Apre il centro commerciale in periferia e ci piazzano dentro (o appena fuori) l’hamburgerificio. Chiude la tintoria, subentra l’hamburger gourmet. Inaugurano il nuovo sito internet di gastronomia e via subito con la top ten dei migliori hamburger in town. E se fosse tutta fuffa?
Se lo domanda giustamente da un po’ Cesare Battisti, chef del Ratanà di Milano, per il quale già nelle sue radici popolari «L’hamburger è un’espressione di non-cucina: carnaccia trita, sporcata da salse immani e chiusa da due fette di pane ignobile». Se, insomma, vogliamo nobilitarlo e non solo seguire in trance le sirene del business facile (mica sempre vero, poi), «Occorre almeno fare lo sforzo di ragionare su quello che stiamo facendo».
«Intanto», incalza il cuoco, «se davvero dichiaro di fare uso esclusivo di ingredienti pazzeschi, perché mai dovrei ripetere lo schema classico della carne cotta con la fetta di cipolla cruda? Il paradigma va invertito: carne cruda e cipolla (o scalogno) cotta». La trasposizione intelligente di un piatto senz’anima la puoi fare e disponi di grandi materie prime come la tartare di fassona piemontese («Muscolo anteriore o posteriore, non tagli nobili, l’importante è che sia ben frollata»), per esempio quella dei ragazzi dell’Annunciata di Milano, e cipollotti rossi, cipolle di Breme in stagione o scalogni banana».
Fatto il contenuto, passiamo alle due fette di pane, punto storicamente debolissimo: «Le cose forse stanno cambiando, ma negli Stati Uniti la cultura del pane non è mai brillata: quello dell’hamburger è fatto spesso lievitare con l’ammonio. E per loro impastare solo acqua e farina è ridicolo: ci aggiungono zucchero, latte… pensate al pane degli hot dog». Quello di
Battisti è da formula uno: «Uso l’
Amj (iniziali di
Alexandre Marius Jacob, anarchico francese,
ndr) di
Eugenio Pol: è una miscela di farine di antichi grani duri: russello, timilia, margherito, strazzavisaz, senatore cappelli, grano del faraone… Un composto incredibile».
L’ultimo fattore non è certo il meno importante: «Tu puoi anche usare materie prime incredibili, ma se sbagli la temperatura di servizio diventa tutto inutile». Regola da applicare alla cucina tutta.
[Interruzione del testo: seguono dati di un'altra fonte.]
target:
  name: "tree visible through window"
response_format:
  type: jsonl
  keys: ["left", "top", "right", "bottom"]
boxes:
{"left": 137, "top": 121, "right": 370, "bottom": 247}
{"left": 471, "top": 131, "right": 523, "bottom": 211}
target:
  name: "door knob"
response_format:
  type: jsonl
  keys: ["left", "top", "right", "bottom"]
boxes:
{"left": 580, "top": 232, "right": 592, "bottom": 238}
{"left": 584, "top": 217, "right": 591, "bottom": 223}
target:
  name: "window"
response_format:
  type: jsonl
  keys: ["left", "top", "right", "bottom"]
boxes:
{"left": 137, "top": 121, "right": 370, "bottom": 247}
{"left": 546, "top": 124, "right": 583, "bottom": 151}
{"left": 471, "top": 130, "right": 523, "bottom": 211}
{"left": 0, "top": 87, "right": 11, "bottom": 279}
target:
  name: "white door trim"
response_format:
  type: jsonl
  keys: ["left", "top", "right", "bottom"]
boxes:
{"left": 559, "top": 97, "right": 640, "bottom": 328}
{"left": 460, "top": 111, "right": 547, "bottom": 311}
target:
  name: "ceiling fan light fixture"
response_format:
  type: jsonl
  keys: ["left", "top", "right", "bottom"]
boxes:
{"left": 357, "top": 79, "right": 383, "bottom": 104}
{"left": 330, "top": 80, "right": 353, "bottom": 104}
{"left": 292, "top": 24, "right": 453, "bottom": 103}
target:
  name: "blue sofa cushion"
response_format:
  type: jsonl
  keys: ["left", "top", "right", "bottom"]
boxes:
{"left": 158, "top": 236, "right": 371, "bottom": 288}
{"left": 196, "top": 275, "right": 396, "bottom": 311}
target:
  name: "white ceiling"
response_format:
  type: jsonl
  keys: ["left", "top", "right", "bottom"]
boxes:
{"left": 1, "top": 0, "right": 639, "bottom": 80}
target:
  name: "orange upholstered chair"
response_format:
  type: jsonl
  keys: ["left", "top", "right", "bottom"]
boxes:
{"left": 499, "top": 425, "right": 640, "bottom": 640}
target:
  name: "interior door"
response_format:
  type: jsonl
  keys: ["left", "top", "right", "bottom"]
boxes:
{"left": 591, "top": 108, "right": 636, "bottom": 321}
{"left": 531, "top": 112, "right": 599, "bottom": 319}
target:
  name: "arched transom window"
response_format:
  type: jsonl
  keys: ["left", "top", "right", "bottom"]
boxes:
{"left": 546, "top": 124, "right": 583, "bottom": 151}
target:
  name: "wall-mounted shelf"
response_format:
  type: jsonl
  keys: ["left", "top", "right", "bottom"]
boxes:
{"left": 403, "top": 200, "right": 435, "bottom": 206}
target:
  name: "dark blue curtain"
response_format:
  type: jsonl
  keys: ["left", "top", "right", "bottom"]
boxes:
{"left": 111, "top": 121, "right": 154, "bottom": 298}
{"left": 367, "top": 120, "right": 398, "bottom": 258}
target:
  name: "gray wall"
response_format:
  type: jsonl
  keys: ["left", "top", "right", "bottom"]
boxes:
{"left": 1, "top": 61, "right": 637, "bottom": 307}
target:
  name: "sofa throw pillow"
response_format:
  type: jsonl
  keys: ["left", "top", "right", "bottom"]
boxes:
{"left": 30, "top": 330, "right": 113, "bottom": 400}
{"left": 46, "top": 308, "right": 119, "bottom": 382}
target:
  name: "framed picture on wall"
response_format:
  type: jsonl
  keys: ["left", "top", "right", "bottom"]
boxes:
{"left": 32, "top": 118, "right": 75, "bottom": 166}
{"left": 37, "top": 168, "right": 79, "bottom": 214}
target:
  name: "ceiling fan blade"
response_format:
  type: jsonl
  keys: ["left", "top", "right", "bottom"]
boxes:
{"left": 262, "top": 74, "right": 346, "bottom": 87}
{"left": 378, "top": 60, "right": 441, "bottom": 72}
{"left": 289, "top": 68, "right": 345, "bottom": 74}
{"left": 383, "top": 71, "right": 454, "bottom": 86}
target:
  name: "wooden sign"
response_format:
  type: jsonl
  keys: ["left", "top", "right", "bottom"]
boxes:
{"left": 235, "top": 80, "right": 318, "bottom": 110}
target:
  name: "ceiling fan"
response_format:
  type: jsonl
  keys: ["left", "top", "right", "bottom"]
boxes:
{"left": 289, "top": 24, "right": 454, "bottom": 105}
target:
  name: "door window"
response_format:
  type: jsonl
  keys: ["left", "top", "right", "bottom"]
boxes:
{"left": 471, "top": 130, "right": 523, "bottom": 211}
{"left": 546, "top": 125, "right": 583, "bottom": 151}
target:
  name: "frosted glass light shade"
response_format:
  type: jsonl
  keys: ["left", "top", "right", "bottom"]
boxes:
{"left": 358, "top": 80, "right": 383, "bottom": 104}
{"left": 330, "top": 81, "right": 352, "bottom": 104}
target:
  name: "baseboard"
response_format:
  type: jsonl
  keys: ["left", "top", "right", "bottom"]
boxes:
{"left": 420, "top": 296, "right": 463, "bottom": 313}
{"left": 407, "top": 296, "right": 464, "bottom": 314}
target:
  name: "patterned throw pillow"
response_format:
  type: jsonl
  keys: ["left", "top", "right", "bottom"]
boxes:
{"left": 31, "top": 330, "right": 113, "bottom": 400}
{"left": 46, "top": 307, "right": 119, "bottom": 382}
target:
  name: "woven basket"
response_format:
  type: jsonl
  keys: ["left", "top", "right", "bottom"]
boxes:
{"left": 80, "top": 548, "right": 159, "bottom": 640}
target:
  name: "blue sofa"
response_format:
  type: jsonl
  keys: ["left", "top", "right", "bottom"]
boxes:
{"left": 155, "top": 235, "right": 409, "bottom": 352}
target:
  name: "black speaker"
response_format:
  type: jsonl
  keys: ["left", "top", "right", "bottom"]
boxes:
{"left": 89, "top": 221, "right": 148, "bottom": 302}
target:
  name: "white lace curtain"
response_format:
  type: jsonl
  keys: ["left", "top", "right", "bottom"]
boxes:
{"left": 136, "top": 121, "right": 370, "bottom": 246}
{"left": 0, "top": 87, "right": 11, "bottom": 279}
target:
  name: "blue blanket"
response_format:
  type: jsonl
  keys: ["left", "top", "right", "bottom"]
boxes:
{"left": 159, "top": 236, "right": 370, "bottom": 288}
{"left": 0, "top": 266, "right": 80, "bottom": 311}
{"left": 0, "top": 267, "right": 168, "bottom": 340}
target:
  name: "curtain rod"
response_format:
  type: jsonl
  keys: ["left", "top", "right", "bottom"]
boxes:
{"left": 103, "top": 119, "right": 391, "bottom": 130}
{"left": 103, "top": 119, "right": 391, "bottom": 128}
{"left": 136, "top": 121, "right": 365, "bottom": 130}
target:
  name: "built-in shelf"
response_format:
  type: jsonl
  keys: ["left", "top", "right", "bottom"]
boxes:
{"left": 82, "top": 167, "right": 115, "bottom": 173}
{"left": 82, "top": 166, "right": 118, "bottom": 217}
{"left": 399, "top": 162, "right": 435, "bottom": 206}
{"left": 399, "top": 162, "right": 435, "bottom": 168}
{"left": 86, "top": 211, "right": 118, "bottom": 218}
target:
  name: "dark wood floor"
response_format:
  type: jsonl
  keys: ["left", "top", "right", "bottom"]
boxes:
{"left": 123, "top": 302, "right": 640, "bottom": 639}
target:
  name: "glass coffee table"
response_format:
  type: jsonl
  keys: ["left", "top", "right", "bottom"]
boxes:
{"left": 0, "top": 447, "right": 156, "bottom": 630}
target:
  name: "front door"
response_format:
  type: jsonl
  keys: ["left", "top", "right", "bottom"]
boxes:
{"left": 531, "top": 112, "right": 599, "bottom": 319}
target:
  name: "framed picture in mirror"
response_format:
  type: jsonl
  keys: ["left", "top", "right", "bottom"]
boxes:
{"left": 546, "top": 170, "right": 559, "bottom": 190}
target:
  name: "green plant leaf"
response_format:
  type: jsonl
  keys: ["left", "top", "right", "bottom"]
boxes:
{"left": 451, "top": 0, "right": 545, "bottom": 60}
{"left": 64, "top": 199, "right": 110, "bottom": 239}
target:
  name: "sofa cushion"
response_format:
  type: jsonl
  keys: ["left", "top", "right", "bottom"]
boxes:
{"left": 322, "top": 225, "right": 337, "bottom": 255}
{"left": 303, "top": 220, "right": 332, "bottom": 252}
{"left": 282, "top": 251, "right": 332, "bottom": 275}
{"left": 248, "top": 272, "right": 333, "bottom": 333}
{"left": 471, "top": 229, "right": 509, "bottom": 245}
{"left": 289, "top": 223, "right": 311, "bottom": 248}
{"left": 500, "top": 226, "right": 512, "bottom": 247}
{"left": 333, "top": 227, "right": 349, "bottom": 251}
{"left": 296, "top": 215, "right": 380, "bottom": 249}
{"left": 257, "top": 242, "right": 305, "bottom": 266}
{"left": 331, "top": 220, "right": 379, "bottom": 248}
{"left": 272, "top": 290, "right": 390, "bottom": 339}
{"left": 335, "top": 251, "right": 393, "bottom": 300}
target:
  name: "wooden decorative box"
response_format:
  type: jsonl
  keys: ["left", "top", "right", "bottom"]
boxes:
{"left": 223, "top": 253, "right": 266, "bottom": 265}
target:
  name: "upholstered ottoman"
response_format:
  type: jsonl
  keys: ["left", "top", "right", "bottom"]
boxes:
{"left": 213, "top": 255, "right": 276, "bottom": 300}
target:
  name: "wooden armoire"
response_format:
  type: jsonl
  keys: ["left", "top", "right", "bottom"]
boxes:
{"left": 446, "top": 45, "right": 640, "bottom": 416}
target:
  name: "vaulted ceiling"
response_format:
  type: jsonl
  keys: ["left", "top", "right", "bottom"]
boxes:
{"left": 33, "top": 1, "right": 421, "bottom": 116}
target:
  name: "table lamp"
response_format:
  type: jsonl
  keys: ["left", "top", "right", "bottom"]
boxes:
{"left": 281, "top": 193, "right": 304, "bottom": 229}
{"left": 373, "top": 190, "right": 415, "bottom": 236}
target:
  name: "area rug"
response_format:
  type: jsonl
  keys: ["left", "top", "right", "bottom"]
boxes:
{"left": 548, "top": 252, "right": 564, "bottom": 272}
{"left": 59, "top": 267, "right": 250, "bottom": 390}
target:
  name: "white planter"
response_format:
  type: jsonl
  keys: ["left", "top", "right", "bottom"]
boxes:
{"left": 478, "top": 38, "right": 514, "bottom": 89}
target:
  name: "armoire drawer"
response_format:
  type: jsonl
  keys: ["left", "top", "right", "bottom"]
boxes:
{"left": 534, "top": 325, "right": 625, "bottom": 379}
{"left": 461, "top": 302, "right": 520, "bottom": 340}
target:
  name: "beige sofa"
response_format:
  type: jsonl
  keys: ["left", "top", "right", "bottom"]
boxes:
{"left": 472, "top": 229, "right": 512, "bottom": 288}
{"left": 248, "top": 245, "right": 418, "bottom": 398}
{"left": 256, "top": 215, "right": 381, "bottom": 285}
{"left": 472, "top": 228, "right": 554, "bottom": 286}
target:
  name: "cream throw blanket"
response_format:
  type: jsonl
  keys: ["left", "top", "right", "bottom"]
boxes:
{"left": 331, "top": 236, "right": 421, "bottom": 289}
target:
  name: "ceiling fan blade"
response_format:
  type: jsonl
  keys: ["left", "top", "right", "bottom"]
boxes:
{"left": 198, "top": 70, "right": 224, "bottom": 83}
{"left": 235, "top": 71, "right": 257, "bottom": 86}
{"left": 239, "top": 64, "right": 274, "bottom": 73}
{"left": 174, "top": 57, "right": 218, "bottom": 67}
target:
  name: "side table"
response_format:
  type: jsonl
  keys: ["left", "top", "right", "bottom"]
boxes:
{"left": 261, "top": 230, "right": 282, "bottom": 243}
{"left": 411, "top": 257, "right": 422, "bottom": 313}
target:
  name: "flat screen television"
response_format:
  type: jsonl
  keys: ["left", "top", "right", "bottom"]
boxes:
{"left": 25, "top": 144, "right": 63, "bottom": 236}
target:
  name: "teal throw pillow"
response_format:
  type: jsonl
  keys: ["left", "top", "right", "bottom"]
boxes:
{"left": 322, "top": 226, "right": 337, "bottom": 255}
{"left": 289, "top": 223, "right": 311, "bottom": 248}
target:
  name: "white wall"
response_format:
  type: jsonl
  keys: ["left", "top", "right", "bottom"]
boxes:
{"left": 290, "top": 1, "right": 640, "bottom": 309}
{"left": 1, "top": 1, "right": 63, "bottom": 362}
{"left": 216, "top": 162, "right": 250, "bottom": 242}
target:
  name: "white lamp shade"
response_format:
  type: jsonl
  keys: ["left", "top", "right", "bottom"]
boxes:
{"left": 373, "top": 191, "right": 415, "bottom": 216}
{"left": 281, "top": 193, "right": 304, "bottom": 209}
Nel nostro caso: «Non c’è niente di peggio che addentare un hamburger classico con carne rovente e verdure o pomodori freddi. O un hamburger di tartare con la carne appena tirata fuori dal frigo. Questa dev’essere servita a temperatura ambiente, con le verdure leggermente più calde».
Disclaimer finale prima della ricetta: l’hamburger di Battisti non lo trovate in carta al Ratanà. «Lo faccio solo agli amici più cari».
L’hamburger al contrario di Cesare Battisti
INGREDIENTI
2 fette di pane Amj di Eugenio Pol
130 g tartare di fassona piemontese
mezza cipolla, cipollotto o scalogno
2-3 pomodori confit
salsa verde
3 germogli di cicoria
guanciale di cinta senese
sale e olio

Cesare Battisti è Chef Ambassador di Expo 2015
PROCEDIMENTO
per i pomodorini confit
Appassirli in forno (90°C per 90 minuti) con sale, zucchero e uno spicchio d’aglio.
per i germogli di cicoria
scottarli nell’acqua acidulata e conservarli sottolio.
Un’ora prima del servizio, tirare fuori dal frigorifero la tartare. In una padella, cuocere il guanciale. Nel grasso ottenuto, cuocere la cipolla tagliata a fette molto sottili. Adagiare le fette ben calde di cipolla sopra alla carne per farla intiepidire. Tostare le due fette di pane in forno per 5 minuti a 180°C. Spennellarle con salsa verde (leggera: senz’aglio e con pochissime acciughe). Aggiungere la tartare, i pomodorini confit, i germogli di cicoria e rifinire con qualche fiocco di sale.